The tradition’s word for a blind person — pragyachakshu — means “one whose eye is wisdom.” It is a reframing. Not what is absent. What is present.
A person who cannot see with the physical eyes develops other forms of perception. The hearing sharpens. The intuition sharpens. The relationship with the inner world deepens. Many of the great poets and musicians of history — Surdas, for example, the great bhakti saint — were blind.
Surdas wrote some of the most visually vivid poetry in the Hindi language. He saw Krishna — the blue-dark Lord, the peacock feathers, the golden flute — with a clarity that sighted people often cannot access.
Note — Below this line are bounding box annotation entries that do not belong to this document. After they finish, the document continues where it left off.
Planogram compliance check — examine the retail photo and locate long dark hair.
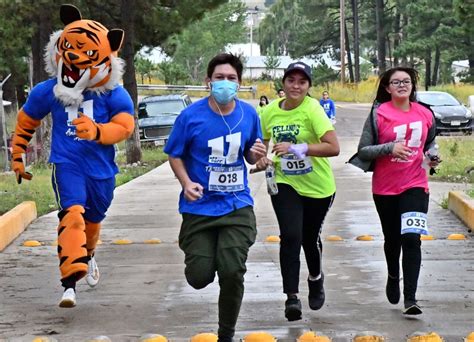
[374,67,418,104]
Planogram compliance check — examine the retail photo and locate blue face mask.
[211,80,239,105]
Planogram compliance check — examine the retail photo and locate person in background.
[164,53,266,342]
[277,88,285,99]
[319,90,336,125]
[252,62,339,321]
[257,95,269,116]
[351,67,439,315]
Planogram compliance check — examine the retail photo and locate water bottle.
[425,144,440,175]
[265,165,278,196]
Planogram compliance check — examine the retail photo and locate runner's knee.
[184,255,216,290]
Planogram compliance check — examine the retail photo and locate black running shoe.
[403,300,423,316]
[385,275,400,304]
[285,298,301,322]
[308,273,326,310]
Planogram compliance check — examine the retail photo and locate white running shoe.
[59,288,76,308]
[86,257,100,287]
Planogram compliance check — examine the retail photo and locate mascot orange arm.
[12,109,41,184]
[72,113,135,145]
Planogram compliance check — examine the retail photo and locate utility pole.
[0,74,12,171]
[247,6,258,79]
[339,0,346,85]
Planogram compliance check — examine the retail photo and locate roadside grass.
[0,147,167,216]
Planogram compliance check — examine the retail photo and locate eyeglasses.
[390,78,411,87]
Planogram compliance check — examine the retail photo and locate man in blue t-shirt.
[319,90,336,124]
[164,53,266,342]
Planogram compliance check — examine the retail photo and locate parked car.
[138,94,192,146]
[416,91,472,134]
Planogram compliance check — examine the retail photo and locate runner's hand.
[183,182,204,202]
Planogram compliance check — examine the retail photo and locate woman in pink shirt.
[358,67,438,315]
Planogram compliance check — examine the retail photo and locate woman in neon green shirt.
[257,62,339,321]
[256,95,268,116]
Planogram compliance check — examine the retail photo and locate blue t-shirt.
[164,97,262,216]
[23,79,134,179]
[319,99,336,119]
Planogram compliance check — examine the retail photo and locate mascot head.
[45,5,124,105]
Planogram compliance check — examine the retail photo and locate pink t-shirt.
[372,101,433,195]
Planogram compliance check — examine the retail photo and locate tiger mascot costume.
[12,5,134,307]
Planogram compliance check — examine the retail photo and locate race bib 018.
[402,211,428,235]
[209,165,245,192]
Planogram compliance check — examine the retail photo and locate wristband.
[288,143,308,159]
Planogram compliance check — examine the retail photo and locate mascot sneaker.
[59,288,76,308]
[86,257,100,287]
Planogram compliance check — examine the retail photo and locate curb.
[0,201,37,252]
[448,191,474,232]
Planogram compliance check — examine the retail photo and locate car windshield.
[418,92,459,106]
[145,100,184,117]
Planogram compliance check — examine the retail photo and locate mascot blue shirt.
[23,79,134,179]
[164,97,262,216]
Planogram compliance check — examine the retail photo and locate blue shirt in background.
[23,78,134,179]
[319,99,336,119]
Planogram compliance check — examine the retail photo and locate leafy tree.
[258,0,309,56]
[165,1,246,83]
[453,0,474,83]
[263,44,281,79]
[158,61,191,84]
[0,1,33,106]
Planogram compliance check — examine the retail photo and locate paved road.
[0,104,474,342]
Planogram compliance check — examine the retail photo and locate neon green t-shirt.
[260,96,336,198]
[255,105,266,116]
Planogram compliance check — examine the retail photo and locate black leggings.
[271,183,335,293]
[373,188,429,300]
The pragyachakshu is not a lesser person wearing a problem. The pragyachakshu is a person living a different relationship with perception — and that relationship has its own gifts.
When we work with visually impaired individuals through Mission Pragyachakshu, we are not doing charity for broken people. We are creating conditions for whole people to demonstrate capacities that others haven’t thought to access.
Every person who comes to us through Pragyachakshu is Surdas before the poem. Full of something that needs only the right conditions to pour out. We provide the conditions. The poetry is theirs.